Warren Watch: Pro bono deal with Buffett didn't last long
By Steve
Jordon
WORLD-HERALD STAFF WRITER
http://www.omaha.com/apps/pbcs.dll/article?AID=/20111023/MONEY/707179973
Edward Neville Isdell, a native of Northern Ireland, retired after a 35-year career with Coca-Cola Co. but came out of retirement in June 2004 to accept the job of chairman and CEO. He showed up at his desk in Atlanta a week early, even before his pay period began.
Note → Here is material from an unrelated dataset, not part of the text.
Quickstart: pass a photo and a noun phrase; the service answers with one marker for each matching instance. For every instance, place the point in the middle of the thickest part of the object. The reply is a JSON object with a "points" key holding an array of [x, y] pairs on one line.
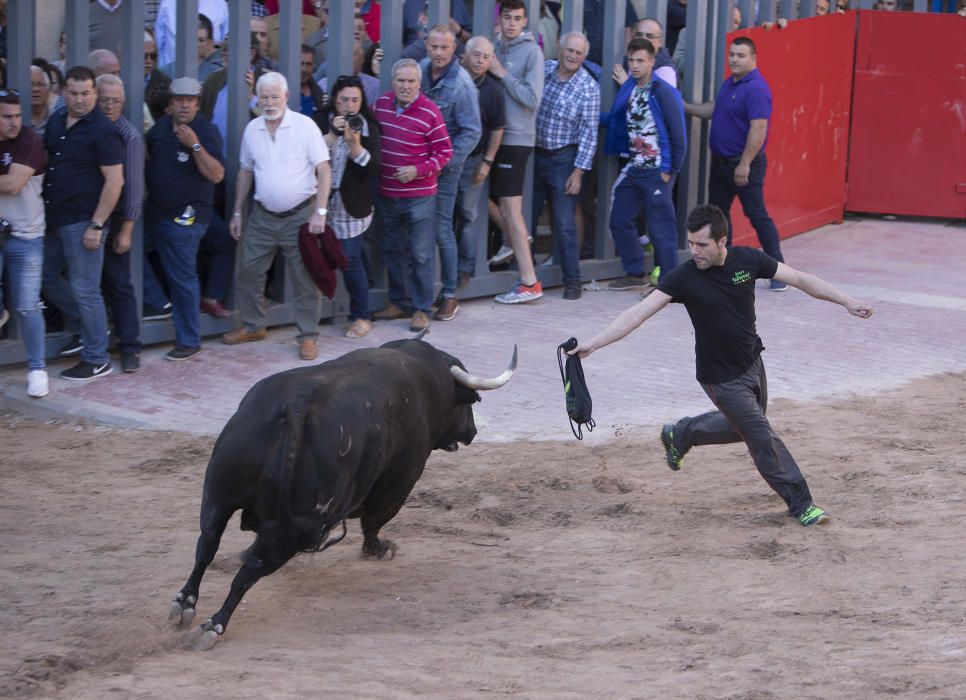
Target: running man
{"points": [[717, 287]]}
In his new biography, "Inside Coca-Cola," co-written with David Beasley, Isdell remembers sitting down at his desk in Atlanta on his first day as CEO and phoning Warren Buffett, chairman and CEO of Berkshire Hathaway Inc. and a member of Coke's board of directors. "I am working for the Coca-Cola Co. pro bono," he told Buffett.
"I think that's a very good arrangement," Buffett responded. "Why don't we keep it that way?"
But by 2007, Isdell was making $21 million a year, helping the company rebuild its worldwide brand name and restore its financial strength during his five years in office.
In the book (St. Martin's Press, 254 pages, $25.99) he recounted a Buffett rule in tennis, which also may apply to business dealings that come close to being unethical: "If it's on the line, it's out."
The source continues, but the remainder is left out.